Archive for 2006

WHAT’S GOING ON IN BAGHDAD: Richard Fernandez of The Belmont Club interviews Iraqi blogger Omar of Iraq the Model.

UPDATE: Ralph Peters looks at the Zarqawi documents and finds a surprise.

Meanwhile, Michael Ledeen thinks the Zarqawi documents are fake. “I think the Iranians put out this sort of nonsense so that we’ll have trouble figuring out what’s real. And by the way, it wasn’t found in Zarqawi’s house, contrary to the triumphant announcement from the office of the Iraqi prime minister. So it’s certainly not a Last Testament. It’s just nonsense.”

ANOTHER UPDATE: Reader Marc Landers emails:

Glenn, if the documents are fake, as some are now claiming, how do we account for the over 700 terrorists captured, 140 killed and 28 weapons caches discovered since the Zarqawi documents were found? Not the mention the near 500 raids mounted as a result of capturing those documents.
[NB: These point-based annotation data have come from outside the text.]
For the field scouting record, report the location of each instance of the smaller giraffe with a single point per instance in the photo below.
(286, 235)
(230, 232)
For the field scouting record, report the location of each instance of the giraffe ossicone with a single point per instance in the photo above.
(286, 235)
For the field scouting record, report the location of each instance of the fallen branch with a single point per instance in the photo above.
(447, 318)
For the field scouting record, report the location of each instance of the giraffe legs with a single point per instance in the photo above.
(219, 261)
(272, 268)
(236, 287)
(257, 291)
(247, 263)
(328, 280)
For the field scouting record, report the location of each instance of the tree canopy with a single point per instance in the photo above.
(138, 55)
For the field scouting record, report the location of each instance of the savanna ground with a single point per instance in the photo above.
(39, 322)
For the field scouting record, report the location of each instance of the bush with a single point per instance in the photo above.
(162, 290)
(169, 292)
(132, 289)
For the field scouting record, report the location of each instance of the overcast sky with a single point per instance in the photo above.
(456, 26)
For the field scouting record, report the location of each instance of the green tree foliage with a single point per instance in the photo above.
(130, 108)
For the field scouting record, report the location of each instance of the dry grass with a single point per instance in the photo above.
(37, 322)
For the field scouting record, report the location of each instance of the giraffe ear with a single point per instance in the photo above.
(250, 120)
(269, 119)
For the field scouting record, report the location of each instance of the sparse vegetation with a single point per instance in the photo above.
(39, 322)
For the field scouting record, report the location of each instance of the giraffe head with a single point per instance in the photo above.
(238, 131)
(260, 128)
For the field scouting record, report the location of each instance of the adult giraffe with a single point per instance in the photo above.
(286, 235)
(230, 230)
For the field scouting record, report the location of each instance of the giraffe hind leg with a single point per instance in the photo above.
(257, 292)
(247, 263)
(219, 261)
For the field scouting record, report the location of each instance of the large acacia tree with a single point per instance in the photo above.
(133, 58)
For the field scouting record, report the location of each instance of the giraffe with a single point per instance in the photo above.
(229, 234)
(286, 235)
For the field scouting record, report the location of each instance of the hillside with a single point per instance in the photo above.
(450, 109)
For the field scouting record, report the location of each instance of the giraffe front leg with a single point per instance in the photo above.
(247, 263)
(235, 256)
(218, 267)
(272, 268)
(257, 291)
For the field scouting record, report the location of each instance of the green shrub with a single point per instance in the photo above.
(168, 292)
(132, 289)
One could take each “inaccuracy” in the documents that Leeden points out and argue that Zarqawi was writing to his audience, not us, and was using his arguments to rally his troops. Zaraqwi could have been saying to his troops, look attacks are down, more countries are starting to support the US and therefore we need to do a better job of increasing attacks, infiltrating the National Guard and stop countries from supporting the US.

Then again, the documents could be both fake and real. The real parts led us to a lot of terrorists and weapons caches and our side could have inserted the fake parts, which makes us look good. It’s baffling though, that if the “inaccuracies” are as blatant as Leeden asserts, why did someone do such a poor job of faking them?

I blame Dan Rather.

Hmm. He is looking for a new job . . . .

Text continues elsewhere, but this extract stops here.